# Disagreement in Strategic Bargaining

• Construct a pair of startegies for the ultimatum game ($$T=1$$ bargaining game), that constitutes a Nash Equilibrium and together support the outcome that there is no agreement reached by the two players and the payoffs are zero to each. Show that the disagreement outcome can be supported by a Nash Equilibrium regardless of the number of bargaining periods.

I understand that in a bargaining game if $$T=1$$ then any division of surplus $$x^*$$ belonging to $$[0,1]$$, $$(v_1, v_2)=(x^*,1-x^*)$$ can be supported as a Nash Equilibrium.

In the question given above, I'm supposed to find a strategy such that there is no agreement reached and both players end up getting $$0$$ each. I have some trouble thinking about such strategies and whether it would constitute a Nash Equilibrium. One pair I could think of is: Player $$1$$'s strategy is to offer, say, $$(x^*,1-x^*)=(0.6,0.4)$$ and Player $$2$$'s strategy is Accept any offer $$(1-x^*)$$, $$>$$ or $$=$$ $$0.5$$. Hence we see that Player $$2$$ will reject the strategy. However, I cannot understand how a Nash Equilibrium startegy can be constructed (since the above stated startegy is clearly not optimal).

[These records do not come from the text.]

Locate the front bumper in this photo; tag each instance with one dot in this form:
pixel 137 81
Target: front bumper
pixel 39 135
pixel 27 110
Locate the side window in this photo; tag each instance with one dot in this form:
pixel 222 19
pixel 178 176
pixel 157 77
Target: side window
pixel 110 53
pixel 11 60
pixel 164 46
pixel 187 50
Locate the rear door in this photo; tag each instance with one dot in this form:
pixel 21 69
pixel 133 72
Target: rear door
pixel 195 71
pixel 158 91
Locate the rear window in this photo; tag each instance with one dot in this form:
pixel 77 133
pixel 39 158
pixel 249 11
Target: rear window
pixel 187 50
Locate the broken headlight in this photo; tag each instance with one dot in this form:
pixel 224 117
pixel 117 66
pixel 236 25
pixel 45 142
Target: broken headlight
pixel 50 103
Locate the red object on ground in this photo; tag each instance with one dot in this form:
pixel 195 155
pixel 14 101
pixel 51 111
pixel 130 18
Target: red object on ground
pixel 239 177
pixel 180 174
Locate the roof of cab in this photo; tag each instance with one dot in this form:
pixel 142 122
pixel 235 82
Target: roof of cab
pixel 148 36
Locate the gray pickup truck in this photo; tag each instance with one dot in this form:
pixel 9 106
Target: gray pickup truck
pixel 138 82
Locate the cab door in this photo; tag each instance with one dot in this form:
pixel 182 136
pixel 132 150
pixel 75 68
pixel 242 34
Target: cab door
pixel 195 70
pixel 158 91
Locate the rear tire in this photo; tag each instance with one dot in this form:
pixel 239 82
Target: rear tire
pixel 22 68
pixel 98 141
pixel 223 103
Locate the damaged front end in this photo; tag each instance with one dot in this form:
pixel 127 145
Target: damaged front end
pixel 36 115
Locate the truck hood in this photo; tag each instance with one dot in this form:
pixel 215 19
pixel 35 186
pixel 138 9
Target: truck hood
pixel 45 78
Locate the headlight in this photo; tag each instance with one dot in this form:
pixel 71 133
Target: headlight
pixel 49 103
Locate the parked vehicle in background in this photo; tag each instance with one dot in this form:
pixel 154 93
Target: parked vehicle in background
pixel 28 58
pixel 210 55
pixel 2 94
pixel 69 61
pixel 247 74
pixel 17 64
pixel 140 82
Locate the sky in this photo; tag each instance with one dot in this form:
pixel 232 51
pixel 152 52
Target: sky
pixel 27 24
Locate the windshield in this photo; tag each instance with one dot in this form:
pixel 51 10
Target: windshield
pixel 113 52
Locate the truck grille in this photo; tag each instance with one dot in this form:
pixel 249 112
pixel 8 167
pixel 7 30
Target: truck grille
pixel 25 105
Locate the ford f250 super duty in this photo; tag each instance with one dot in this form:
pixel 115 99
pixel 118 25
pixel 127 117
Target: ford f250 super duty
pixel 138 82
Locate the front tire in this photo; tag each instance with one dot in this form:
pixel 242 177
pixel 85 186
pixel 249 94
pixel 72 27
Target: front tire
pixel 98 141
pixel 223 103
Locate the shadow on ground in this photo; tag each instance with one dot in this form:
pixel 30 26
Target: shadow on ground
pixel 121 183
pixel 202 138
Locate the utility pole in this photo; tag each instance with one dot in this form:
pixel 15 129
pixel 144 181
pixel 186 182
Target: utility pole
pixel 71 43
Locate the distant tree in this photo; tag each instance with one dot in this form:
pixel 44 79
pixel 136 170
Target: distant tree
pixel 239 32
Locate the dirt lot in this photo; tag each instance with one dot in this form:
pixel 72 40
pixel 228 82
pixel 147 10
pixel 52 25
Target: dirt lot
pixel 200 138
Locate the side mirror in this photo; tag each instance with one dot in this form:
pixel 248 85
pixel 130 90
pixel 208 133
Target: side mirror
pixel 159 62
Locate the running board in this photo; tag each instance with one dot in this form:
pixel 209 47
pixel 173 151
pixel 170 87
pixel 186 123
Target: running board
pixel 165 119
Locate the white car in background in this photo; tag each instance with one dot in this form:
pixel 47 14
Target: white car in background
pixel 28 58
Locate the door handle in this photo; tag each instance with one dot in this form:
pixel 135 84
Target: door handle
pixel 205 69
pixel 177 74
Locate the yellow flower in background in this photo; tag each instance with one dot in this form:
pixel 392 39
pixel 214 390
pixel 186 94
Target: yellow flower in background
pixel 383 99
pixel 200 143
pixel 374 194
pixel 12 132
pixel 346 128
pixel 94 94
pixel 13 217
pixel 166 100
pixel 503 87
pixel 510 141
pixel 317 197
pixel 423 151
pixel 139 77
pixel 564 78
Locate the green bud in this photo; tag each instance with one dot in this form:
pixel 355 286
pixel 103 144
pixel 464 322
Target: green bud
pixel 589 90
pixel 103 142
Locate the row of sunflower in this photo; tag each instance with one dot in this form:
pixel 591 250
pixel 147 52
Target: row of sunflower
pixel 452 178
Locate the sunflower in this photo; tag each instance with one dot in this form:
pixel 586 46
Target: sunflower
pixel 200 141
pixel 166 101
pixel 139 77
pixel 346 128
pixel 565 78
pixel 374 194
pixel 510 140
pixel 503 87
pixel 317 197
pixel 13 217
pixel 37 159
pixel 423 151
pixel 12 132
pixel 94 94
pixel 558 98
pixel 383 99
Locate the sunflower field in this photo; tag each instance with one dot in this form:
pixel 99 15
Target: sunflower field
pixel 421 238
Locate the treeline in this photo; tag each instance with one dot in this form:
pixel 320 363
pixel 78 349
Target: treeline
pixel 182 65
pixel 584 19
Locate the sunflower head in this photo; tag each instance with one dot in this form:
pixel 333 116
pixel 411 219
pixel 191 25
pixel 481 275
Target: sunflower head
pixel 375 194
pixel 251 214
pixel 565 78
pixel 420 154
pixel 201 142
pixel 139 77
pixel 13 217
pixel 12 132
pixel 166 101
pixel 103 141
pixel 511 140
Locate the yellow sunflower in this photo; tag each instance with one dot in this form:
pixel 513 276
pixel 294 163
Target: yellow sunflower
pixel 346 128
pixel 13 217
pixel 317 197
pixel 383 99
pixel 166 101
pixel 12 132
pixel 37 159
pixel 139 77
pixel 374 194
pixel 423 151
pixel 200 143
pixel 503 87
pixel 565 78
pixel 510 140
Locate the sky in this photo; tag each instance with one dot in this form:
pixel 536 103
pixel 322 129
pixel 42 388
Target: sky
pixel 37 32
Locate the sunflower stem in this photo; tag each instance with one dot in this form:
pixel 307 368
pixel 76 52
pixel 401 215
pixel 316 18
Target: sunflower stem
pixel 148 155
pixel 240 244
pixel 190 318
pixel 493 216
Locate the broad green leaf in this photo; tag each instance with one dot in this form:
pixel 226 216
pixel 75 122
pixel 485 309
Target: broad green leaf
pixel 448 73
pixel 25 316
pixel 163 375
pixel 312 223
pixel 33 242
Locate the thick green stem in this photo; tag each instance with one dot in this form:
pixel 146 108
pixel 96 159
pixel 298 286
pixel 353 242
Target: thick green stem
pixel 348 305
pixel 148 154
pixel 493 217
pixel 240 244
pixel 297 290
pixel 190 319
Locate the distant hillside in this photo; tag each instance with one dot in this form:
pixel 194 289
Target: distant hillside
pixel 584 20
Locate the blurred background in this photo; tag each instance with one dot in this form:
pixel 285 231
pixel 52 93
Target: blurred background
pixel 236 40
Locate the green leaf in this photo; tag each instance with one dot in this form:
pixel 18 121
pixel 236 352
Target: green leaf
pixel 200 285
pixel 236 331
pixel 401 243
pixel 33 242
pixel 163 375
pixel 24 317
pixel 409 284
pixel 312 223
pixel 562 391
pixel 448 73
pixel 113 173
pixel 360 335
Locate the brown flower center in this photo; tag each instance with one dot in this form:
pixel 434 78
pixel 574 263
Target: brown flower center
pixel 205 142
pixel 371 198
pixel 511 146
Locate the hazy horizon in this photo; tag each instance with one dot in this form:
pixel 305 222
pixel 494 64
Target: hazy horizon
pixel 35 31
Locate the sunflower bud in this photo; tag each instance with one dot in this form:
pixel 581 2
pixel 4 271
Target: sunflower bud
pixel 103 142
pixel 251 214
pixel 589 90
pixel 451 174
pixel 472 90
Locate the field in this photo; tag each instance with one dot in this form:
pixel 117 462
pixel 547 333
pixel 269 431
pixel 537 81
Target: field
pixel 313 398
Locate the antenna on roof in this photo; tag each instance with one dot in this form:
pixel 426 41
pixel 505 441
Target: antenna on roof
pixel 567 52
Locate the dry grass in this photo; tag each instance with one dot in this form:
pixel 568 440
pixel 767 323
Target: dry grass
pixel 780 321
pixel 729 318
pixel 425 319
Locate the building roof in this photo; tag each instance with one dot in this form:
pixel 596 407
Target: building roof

Another strategy could be, Player $$1$$ proposes $$(0,1)$$, and Player 2's strategy is Accept only strictly positive offers, i.e., reject $$0$$. However, this strategy cannot be Nash Equilibrium because the first mover has no Best Response.

Please help me understand the question. Hints for the next part would also be appreciated. Thank You!

Reference: Game Theory: An Introduction, Steven Tadelis

• Proposer offers $$0$$
You should be able to argue that this is a pair of mutually best responding strategies for $$T=1$$. The $$T>1$$ cases follow a similar logic.